Работы начались с шума, который эхом отдавался прерванной вечностью, словно бросая вызов вселенной и вызывая в суматохе споров без возможного согласия силы добра и зла. Шлифовальные машины невыносимо ревели, будто вступая в борьбу с самим Богом. Последнее слово сказала плита, когда ее сняли с глухим стуком, вызвавшим слезы и рыдания у родственников по другую сторону шатра. Когда снова воцарилась тишина, Мерри обратилась к яме: «Вот я снова здесь, дедушка, с твоими осквернителями». Мало кто понимает, как она смогла вымолвить слово посреди смрада формалина, который застилал им глаза и вызывал головокружение.
Семья не хотела извлекать тело и перекладывать его в другой гроб, как того желали бы высшие чиновники. Их не волновал риск того, что дерево могло не выдержать испытания временем, и кости разлетелись бы по мрамору храма. У Мерри была бумага, составленная Утрерой Молиной, чтобы предотвратить это. Ничего серьезного, лишь риски, по мнению семьи, не приводили к выводу, что гроб не выдержит. Могила была облицована свинцовыми стенами внутри цинкового ящика. Они рассмотрели бы перекладывание только в том случае, если бы гроб оказался серьезно поврежден. Внучка потребовала занести ее намерение в протокол. Но документ был, к тому же, целой декларацией, и Долорес отказала ей. Там все уже было решено. Речь шла только об исполнении самого акта эксгумации. Ничего больше. Гроб, по мнению семьи, был в достаточно хорошем состоянии, если не считать того, что его покрыла паутина. Рабочие укрепили его и накрыли коричневым брезентом. Фрэнсис хотел украсить его флагом с похорон и его доконституционным орлом. Ему не позволили. Утрера выступил посредником и даже согласился на действующий флаг или другой, без каких-либо символов. Франко пришлось довольствоваться своим гербом и Лауреатским крестом Сан-Фернандо деда. К нему добавили лавровый венок и пять роз, принесенные адвокатом. Мерри сказала лишь: «Надеюсь, вы никогда не забудете проклятие, которое падает на осквернителей могил».
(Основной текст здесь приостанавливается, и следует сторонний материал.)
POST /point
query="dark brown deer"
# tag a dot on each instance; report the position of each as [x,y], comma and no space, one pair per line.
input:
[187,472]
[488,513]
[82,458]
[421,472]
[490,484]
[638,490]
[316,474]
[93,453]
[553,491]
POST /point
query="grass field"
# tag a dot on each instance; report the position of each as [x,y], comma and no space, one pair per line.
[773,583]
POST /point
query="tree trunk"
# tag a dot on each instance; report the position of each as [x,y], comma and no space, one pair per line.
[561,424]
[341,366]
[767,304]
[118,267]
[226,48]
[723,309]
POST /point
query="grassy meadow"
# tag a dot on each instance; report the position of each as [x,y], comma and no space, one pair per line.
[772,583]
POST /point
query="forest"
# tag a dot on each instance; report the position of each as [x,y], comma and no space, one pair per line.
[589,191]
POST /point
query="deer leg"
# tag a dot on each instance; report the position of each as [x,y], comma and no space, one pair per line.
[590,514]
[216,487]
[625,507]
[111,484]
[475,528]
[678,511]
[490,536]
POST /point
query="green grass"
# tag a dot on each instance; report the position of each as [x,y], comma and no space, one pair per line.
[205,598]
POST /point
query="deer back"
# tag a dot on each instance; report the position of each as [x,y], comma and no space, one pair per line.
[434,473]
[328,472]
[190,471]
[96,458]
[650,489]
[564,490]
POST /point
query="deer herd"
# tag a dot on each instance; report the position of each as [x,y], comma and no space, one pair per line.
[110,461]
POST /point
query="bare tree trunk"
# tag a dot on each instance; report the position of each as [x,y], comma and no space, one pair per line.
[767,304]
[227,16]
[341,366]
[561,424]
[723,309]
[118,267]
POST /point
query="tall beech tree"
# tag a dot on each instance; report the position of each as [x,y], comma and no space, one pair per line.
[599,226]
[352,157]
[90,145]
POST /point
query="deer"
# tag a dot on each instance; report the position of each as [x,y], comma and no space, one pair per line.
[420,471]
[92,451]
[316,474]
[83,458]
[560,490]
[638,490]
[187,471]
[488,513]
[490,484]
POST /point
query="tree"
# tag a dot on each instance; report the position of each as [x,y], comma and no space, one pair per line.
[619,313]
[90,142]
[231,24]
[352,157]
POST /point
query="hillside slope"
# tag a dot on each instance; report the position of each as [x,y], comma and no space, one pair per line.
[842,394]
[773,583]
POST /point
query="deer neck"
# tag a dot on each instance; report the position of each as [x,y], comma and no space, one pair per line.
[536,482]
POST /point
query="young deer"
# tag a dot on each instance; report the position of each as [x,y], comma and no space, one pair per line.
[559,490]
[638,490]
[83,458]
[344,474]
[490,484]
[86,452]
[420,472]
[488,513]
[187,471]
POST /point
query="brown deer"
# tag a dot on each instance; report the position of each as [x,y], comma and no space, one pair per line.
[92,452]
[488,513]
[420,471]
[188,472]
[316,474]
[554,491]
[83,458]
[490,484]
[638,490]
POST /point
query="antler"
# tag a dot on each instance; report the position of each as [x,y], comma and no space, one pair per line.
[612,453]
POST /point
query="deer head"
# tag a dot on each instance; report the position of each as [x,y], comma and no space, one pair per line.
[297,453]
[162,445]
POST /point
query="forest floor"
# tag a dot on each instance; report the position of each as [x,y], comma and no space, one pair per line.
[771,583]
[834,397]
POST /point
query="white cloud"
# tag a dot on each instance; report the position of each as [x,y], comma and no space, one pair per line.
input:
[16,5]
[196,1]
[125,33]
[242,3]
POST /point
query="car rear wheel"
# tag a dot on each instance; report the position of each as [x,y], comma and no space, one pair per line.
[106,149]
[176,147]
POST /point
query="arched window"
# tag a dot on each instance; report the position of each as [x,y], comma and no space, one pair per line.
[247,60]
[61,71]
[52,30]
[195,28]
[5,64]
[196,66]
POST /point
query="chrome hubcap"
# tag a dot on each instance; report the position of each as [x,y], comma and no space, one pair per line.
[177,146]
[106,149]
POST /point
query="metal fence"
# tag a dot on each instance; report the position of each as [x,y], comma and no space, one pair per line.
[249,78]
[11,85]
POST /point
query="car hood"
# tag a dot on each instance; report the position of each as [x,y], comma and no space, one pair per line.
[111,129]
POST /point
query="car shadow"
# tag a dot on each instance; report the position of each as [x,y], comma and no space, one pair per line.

Прежде чем ворота открылись, отец Кантера прочитал заупокойную молитву. Он был одет в ту же ризу, что и его предшественник на похоронах. Перед тем как поднять гроб на плечи, Хосе Кристобаль подбодрил носильщиков: «Выходите с высоко поднятой головой. Помните, что вам выпала честь нести лучшего человека, которого знала Испания».
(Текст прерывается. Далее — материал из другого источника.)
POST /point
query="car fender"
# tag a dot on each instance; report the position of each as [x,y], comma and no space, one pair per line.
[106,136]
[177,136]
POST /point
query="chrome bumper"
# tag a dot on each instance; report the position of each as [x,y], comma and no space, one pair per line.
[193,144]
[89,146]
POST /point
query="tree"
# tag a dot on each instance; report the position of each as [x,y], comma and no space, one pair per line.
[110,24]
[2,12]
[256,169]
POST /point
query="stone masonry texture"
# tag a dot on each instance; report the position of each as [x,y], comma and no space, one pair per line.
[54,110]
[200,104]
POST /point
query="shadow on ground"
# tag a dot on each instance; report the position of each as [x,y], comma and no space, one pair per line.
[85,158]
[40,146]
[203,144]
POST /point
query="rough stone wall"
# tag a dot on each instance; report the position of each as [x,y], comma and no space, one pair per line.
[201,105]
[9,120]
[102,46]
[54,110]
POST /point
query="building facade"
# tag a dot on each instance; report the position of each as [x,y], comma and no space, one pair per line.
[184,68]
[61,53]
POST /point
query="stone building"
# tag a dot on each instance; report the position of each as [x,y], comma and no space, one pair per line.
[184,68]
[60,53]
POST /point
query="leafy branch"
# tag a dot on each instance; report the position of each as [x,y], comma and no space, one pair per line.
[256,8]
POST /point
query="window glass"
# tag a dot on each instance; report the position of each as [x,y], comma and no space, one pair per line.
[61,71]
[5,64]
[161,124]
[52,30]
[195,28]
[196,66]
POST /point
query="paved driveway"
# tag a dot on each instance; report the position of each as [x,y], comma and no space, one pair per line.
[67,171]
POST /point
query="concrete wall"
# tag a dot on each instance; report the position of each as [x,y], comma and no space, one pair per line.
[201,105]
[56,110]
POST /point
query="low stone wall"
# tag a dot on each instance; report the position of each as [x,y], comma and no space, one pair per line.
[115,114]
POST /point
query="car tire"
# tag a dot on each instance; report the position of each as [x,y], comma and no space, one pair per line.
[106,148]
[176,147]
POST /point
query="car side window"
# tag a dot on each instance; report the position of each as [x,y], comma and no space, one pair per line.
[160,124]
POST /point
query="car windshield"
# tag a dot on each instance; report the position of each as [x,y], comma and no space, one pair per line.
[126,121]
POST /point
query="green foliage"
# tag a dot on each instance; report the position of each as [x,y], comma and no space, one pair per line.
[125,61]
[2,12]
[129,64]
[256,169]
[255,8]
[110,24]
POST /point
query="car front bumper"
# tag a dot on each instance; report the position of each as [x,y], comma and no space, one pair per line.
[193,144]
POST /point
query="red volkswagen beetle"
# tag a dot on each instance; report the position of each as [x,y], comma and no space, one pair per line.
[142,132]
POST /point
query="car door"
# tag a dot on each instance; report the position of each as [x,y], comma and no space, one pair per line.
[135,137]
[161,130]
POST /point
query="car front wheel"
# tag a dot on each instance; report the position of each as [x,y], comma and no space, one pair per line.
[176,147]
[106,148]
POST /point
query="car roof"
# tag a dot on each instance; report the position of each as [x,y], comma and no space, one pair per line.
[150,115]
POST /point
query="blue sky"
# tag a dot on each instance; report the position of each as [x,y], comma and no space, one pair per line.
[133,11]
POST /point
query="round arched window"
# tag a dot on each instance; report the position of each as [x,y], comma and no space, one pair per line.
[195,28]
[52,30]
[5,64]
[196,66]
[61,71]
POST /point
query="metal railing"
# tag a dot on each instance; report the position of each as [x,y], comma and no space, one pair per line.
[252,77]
Когда бронзовые ворота открылись, на площади ждал катафалк, который должен был доставить гроб к вертолету. Они спустились по лестнице к автомобилю, облаченные в хореографию своего траура, в то время как три представителя государства, с министром посередине, остались охранять закрытие базилики. Так все и произошло. Без неприятных неожиданностей, без незавершенных дел. Этот хоровой шаг разделенной Испании между семьей и институциональными представителями пересек выход и внутри растворился в черном цвете истории в непрозрачном туннеле, лишенном времени, но наполненном материей, которая несет настоящую память. Это был жесткий и многословный черный цвет, как частицы вселенной.
Сзади, она, высшая власть, охраняемая двумя своими спутниками, шесть сплетенных рук, сдержанный жест, ее символическая позиция, выставленная перед всеми, долг протокола, исполненный. Это место никогда больше не будет прежним: каменным мавзолеем во славу бесчестия.